Abstract-In numerous memory and communication systems, Bose-Chaudhuri-Hocquenghem (BCH) codes are widely employed to enhance reliability. A one-pass Chase soft-decision decoding algorithm for BCH codes was previously proposed to achieve significant performance improvement over traditional hard-decision decoding while not increasing too much computational complexity. The bottleneck in conventional one-pass Chase decoding is the procedure of judging whether an obtained error locator polynomial is valid. In this brief, a novel algorithm that can efficiently verify eligibility of each generated error locator polynomial is proposed. The problem is first reformulated as a polynomial modulo problem, where repeated squaring can be employed for further simplification.
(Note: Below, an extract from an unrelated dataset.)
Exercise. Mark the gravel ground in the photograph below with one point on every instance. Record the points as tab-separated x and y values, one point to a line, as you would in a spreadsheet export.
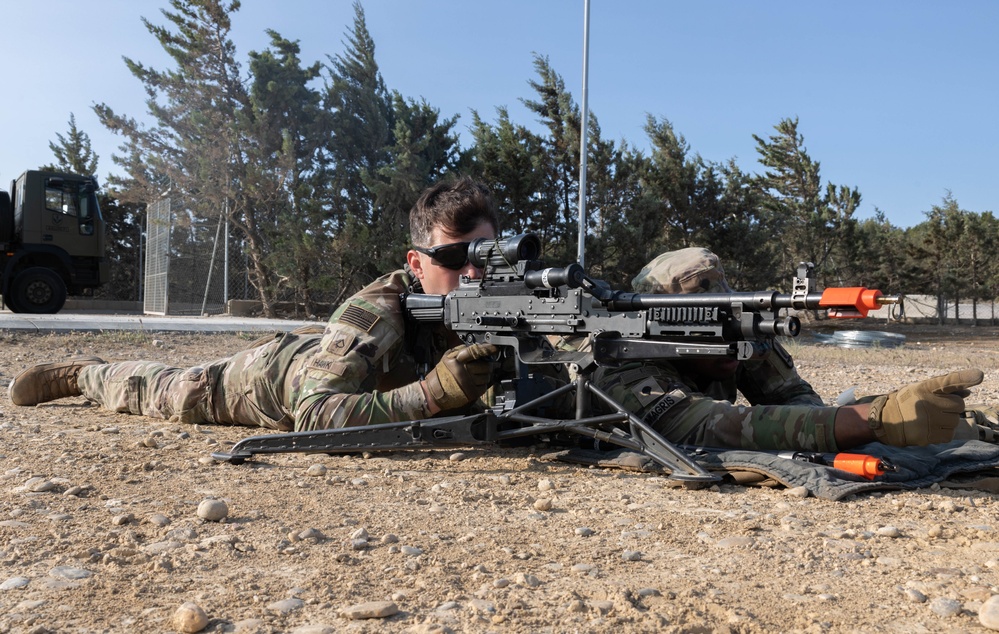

In order to decrease the critical path delay and hardware complexity, an efficient polynomial division algorithm based on polynomial inversion is also proposed. In addition, a VLSI architecture for the proposed algorithm is presented. The implemented results show that the proposed eligibility checking algorithm reduces the gate counts to only 12% of a conventional polynomial selection algorithm without introducing any speed penalty. The projected area reduction achieved in a complete one-pass Chase decoder is approximately 75%. In addition, post-layout simulation shows that the proposed algorithm is 20 times more power efficient than the conventional method.
I. INTRODUCTION

B
OSE-CHAUDHURI-HOCQUENGHEM (BCH) codes are one of the most popular error correction codes (ECCs) employed in numerous memory and communication systems due to their relatively simple decoding complexity and outstanding error correction capability. Conventional BCH codes can correct up to t = d min /2 errors, where d min stands for the minimum code distance. The hard-decision decoding (HDD) procedure for BCH codes is well developed. Berlekamp's algorithm is usually employed to find error locator polynomials, and the Chien search is then utilized to locate each error. To better utilize soft information or confidence of each bit before decoding, Chase proposed a soft-decision decoding (SDD) algorithm that first flips η least reliable bits before conventional HDD [1] . By utilizing soft information, Chase II algorithm can correct up to t + η errors.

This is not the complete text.